At 94, Dick Post is the oldest scientist Lawrence Livermore Laboratory has ever had. And he may be the most fascinating.
Post has visited the Swiss Alps nearly 50 times, regularly flies remote-controlled helicopters with his two sons, plays online Scrabble on his iPad with his daughter, "Night Court" actress Marjorie Armstrong "Markie" Post, and in the past six months, began piano lessons.
Nearly 20 years after he "retired," the physicist's mind is sharper than those of most men half his age. He works four days a week and drives himself in his Toyota Prius from his home in Walnut Creek, Calif., to the lab. He spends his workdays tackling complex equations on a yellow legal pad and a laptop running a sophisticated math program.
"I have lots of fun on it," he said, discussing the software. "It's a tremendous research help."
Post's latest project - perfecting a prototype of his lightweight "flywheel," a cylindrical, rotating battery - could revolutionize the energy industry, storing and creating energy better than any conventional electro battery on the planet.
"We said, 'To heck with electromagnetic, we're going with electrostatic,'" Post said, laughing.
Bob Yamamoto, a mechanical engineer and principal investigator on the project, compares working with Post to being around a college student with 60 years of experience. Post, he said, exudes a level of enthusiasm that's hard to keep up with.

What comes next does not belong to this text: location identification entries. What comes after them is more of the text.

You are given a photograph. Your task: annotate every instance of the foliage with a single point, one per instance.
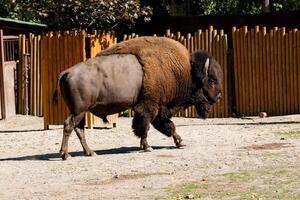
(116, 14)
(219, 7)
(85, 14)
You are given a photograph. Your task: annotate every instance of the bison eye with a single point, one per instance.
(211, 82)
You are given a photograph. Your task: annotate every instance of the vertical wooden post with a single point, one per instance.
(2, 88)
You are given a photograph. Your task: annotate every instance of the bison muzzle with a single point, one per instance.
(154, 76)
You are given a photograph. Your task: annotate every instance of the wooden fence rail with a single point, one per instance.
(261, 69)
(266, 70)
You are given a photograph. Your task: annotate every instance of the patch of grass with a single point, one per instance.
(279, 182)
(289, 134)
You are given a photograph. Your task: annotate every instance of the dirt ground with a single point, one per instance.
(231, 158)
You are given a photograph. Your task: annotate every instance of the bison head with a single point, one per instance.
(206, 81)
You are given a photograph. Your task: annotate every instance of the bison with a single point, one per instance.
(155, 76)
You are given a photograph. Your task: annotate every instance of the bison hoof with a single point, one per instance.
(65, 156)
(180, 146)
(148, 149)
(90, 153)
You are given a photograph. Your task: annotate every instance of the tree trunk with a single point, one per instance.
(266, 6)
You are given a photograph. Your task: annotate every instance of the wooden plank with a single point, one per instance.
(31, 75)
(286, 75)
(272, 75)
(2, 88)
(295, 72)
(59, 69)
(249, 71)
(269, 74)
(52, 56)
(226, 82)
(243, 77)
(66, 65)
(282, 47)
(260, 72)
(45, 77)
(276, 75)
(240, 89)
(235, 64)
(264, 81)
(39, 80)
(298, 69)
(257, 71)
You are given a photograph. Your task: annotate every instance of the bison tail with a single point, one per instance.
(55, 94)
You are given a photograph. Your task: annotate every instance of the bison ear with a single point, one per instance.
(206, 65)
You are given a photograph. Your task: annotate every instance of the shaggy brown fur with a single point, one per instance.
(166, 66)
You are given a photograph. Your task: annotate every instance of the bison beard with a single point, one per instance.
(172, 80)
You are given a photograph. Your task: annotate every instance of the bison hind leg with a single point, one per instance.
(70, 124)
(167, 127)
(143, 115)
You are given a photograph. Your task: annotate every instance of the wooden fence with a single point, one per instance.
(261, 69)
(29, 83)
(59, 52)
(215, 42)
(2, 88)
(266, 70)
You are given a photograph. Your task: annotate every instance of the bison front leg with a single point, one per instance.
(70, 123)
(68, 128)
(80, 133)
(167, 127)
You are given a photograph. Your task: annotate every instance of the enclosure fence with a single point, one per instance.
(266, 70)
(261, 69)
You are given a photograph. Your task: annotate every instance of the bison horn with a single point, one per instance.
(206, 65)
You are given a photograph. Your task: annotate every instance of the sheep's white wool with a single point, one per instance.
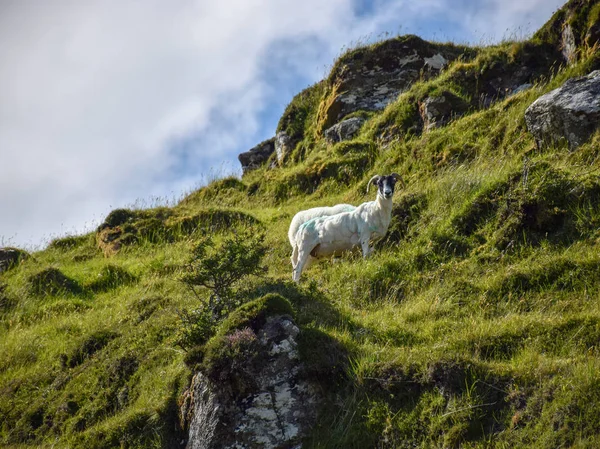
(309, 214)
(325, 236)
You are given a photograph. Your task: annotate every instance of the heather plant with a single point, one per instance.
(218, 266)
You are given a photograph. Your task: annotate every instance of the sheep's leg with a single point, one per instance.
(303, 257)
(294, 257)
(364, 243)
(309, 262)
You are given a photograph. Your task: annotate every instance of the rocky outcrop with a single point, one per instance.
(284, 145)
(372, 77)
(275, 412)
(9, 257)
(257, 156)
(440, 110)
(570, 113)
(344, 130)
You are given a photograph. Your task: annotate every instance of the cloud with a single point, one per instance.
(105, 102)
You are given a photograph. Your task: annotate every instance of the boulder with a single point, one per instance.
(344, 130)
(568, 44)
(283, 146)
(370, 78)
(257, 156)
(9, 257)
(276, 412)
(440, 110)
(570, 113)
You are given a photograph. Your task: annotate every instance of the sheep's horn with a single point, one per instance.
(374, 178)
(397, 177)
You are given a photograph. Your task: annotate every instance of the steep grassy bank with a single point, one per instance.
(476, 323)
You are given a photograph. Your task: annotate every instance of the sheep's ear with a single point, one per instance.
(374, 180)
(397, 177)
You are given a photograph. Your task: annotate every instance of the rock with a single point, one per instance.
(276, 414)
(439, 111)
(571, 112)
(344, 130)
(370, 78)
(257, 156)
(568, 45)
(9, 257)
(592, 37)
(283, 146)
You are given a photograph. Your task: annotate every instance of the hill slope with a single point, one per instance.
(476, 323)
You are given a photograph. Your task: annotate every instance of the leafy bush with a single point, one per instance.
(219, 266)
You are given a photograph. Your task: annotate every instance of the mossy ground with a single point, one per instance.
(476, 323)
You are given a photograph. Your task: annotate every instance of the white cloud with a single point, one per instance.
(104, 102)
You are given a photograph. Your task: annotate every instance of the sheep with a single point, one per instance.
(309, 214)
(334, 234)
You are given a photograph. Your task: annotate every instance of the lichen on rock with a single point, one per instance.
(276, 413)
(570, 113)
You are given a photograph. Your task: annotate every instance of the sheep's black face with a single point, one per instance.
(386, 186)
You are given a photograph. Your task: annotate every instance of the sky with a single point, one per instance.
(130, 103)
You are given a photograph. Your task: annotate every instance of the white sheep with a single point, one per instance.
(310, 214)
(331, 235)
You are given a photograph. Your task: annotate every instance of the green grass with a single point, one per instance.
(476, 323)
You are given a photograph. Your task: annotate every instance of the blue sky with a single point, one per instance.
(107, 103)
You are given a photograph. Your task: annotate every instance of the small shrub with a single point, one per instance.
(219, 266)
(195, 328)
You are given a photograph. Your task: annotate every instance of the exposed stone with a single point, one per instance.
(439, 111)
(276, 415)
(592, 37)
(344, 130)
(369, 79)
(283, 146)
(257, 156)
(568, 45)
(9, 257)
(571, 112)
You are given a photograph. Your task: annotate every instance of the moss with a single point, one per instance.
(90, 345)
(162, 225)
(110, 277)
(51, 281)
(69, 242)
(324, 359)
(10, 257)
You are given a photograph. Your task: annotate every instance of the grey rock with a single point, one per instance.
(9, 257)
(344, 130)
(568, 44)
(283, 146)
(439, 111)
(371, 79)
(257, 156)
(571, 112)
(276, 414)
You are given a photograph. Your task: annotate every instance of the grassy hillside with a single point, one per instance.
(476, 323)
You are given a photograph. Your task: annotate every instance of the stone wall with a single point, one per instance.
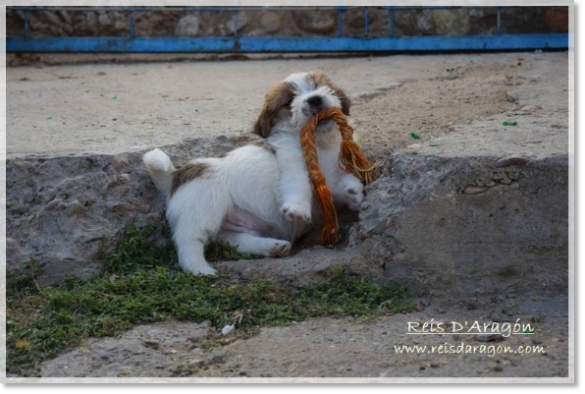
(167, 22)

"Independent of his age, he has ideas coming out of his mind minute-by-minute," Yamamoto said. "He's so full of energy from all these ideas he has over the weekend that every Monday morning he can't wait to call me and talk to me about them."

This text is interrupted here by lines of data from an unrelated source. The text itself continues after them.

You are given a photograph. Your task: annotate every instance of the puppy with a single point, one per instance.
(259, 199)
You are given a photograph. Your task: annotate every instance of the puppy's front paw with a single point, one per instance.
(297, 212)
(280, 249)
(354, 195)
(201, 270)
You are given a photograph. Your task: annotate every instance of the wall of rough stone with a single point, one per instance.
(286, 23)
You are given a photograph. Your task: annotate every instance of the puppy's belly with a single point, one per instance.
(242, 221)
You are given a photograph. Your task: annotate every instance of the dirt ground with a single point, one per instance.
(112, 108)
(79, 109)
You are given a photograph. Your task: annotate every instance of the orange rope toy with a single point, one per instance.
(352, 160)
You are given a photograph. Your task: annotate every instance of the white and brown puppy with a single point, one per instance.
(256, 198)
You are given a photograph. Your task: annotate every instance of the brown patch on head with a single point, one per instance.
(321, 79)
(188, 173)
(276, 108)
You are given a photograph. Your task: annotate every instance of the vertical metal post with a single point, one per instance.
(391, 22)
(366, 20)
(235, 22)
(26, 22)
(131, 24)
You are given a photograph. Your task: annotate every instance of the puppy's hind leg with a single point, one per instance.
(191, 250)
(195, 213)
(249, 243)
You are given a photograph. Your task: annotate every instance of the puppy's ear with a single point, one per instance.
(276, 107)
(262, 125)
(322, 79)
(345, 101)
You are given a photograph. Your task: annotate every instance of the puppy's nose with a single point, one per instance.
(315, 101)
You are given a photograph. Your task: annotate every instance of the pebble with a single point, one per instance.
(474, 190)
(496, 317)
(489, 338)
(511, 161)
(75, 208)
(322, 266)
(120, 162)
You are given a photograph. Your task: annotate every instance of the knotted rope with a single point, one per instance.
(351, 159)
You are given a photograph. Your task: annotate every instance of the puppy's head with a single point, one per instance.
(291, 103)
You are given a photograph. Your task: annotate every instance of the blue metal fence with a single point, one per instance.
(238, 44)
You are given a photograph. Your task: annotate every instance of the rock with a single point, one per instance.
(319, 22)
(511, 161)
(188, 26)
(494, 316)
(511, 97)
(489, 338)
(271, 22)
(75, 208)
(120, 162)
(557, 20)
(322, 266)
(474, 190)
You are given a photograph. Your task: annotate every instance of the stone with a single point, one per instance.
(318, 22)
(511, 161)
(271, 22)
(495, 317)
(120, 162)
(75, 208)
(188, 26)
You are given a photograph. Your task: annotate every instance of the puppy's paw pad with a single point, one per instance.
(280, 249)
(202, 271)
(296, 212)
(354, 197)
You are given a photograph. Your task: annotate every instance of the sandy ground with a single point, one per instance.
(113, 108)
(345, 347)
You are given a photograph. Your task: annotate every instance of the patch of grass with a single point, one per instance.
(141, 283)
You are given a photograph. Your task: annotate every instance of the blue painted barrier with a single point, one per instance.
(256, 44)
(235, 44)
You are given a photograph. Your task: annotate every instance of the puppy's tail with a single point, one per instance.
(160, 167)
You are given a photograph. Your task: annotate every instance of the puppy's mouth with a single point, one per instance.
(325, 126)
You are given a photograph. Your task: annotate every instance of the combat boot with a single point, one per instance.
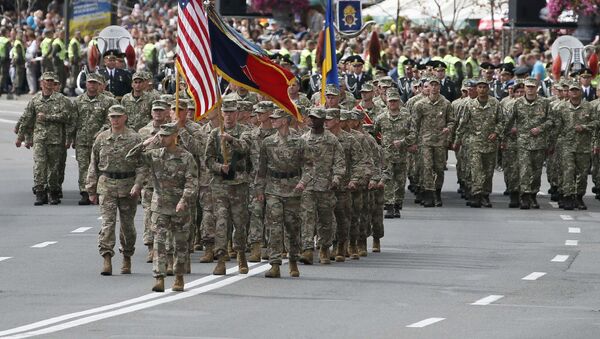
(242, 263)
(274, 272)
(389, 211)
(254, 252)
(220, 268)
(126, 268)
(170, 260)
(324, 256)
(178, 284)
(85, 199)
(159, 285)
(307, 257)
(376, 245)
(294, 271)
(209, 254)
(107, 268)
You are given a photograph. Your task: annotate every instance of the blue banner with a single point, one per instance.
(349, 15)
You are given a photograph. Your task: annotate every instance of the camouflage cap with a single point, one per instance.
(264, 107)
(229, 105)
(332, 90)
(332, 113)
(116, 110)
(168, 129)
(317, 112)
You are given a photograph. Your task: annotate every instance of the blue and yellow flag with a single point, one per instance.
(329, 68)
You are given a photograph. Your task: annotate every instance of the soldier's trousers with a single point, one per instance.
(433, 160)
(46, 166)
(109, 206)
(342, 212)
(230, 205)
(575, 172)
(482, 167)
(83, 155)
(395, 174)
(283, 217)
(377, 199)
(317, 217)
(178, 227)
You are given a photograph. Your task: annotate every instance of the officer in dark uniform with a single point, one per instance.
(356, 78)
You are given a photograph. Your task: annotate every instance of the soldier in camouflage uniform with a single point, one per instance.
(90, 117)
(530, 117)
(394, 126)
(138, 103)
(175, 180)
(326, 156)
(282, 171)
(118, 182)
(44, 118)
(227, 159)
(481, 124)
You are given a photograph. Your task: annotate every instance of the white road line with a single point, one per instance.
(534, 276)
(159, 301)
(80, 229)
(560, 258)
(488, 300)
(44, 244)
(122, 304)
(426, 322)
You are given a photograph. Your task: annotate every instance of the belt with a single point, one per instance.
(119, 175)
(284, 175)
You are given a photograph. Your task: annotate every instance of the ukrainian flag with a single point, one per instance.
(329, 68)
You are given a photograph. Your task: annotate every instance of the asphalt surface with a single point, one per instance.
(450, 272)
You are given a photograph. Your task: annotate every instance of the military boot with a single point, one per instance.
(254, 252)
(274, 272)
(294, 271)
(126, 268)
(107, 267)
(85, 199)
(178, 284)
(220, 268)
(307, 257)
(324, 256)
(242, 263)
(389, 211)
(159, 285)
(209, 254)
(376, 245)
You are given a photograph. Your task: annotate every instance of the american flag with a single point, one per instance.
(194, 58)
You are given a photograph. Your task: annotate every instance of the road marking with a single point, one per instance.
(119, 305)
(44, 244)
(168, 297)
(571, 242)
(488, 300)
(560, 258)
(426, 322)
(534, 276)
(81, 230)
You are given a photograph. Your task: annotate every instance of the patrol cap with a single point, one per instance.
(332, 113)
(317, 112)
(168, 129)
(263, 107)
(332, 89)
(392, 94)
(116, 110)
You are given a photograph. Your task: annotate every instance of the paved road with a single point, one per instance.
(450, 272)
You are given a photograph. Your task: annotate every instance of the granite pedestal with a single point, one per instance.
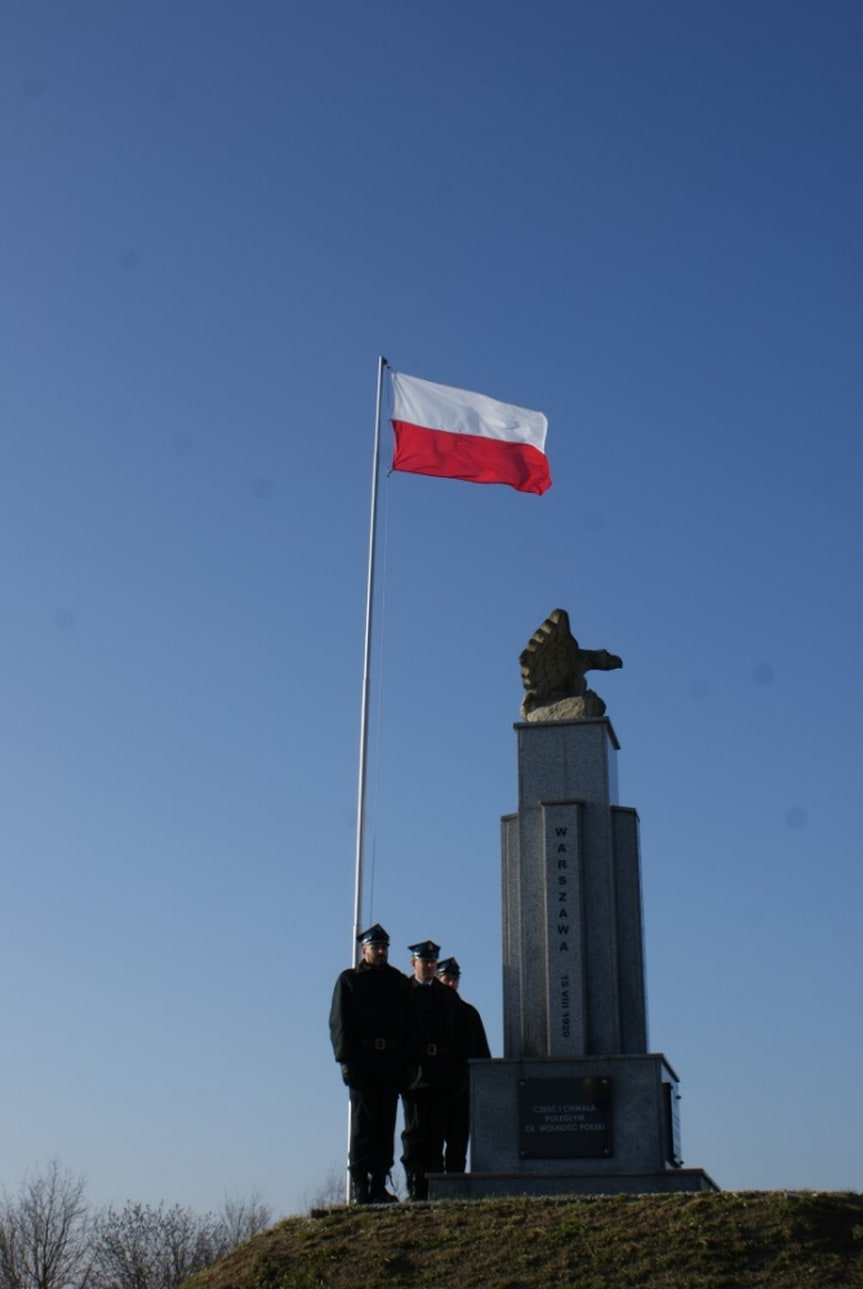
(577, 1105)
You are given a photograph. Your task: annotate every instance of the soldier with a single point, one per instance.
(473, 1046)
(433, 1069)
(367, 1027)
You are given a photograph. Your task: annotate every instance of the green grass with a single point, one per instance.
(728, 1240)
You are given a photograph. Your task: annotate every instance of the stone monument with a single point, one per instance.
(577, 1105)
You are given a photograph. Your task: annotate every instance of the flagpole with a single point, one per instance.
(363, 710)
(366, 683)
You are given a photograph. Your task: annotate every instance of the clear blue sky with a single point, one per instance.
(643, 219)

Post retired in 1994, but still clocks in about 30 hours a week at the lab. He's paid for as much as 20 hours, collects retirement benefits and gets industry support as a technical adviser on his inventions.
Post's official title is "rehired retiree scientist" - he's one of 150 to 175 lab employees with the distinction - but none are quite like him. He holds about 30 patents and has added 15 records of invention - an early step to obtaining a patent - since turning 90.
From a young age, Post said wanted to apply physics to help solve the world's energy problems. Born in 1918 in Pomona, Calif., he grew up in Claremont, Calif., and cultivated an early fascination with ham radio technology.
After World War II, when Post was stationed at the U.S. Naval Research Laboratory and assigned to Pearl Harbor, he finished graduate studies at Pomona College and moved to Stanford, earning a Ph.D. in physics in 1950. He spent a year at Berkeley's Radiation Laboratory (now Lawrence Berkeley Laboratory), working with Nobel Prize winners, noted nuclear physicist Herb York - the Livermore Lab's first director - and physicist Edward Teller, known as the "father of the hydrogen bomb."
Post began fusion research, the focus of most of his 60-year lab career. He pioneered magnetic mirror fusion, a novel approach for containing fusion plasma.
Stephen Dean, president of the Fusion Power Associates, met Post in 1962 when Dean was director of magnetic fusion at the U.S. Atomic Energy Commission. Post, he said, was fusion's "key experimental leader" with a gift for explaining his ideas.
Walnut Creek, Calif., physicist Ken Fowler, 82, a University of California at Berkeley professor emeritus and the Livermore Lab's associate director of fusion research for 17 years, worked with Post for 20 years and admired his talent.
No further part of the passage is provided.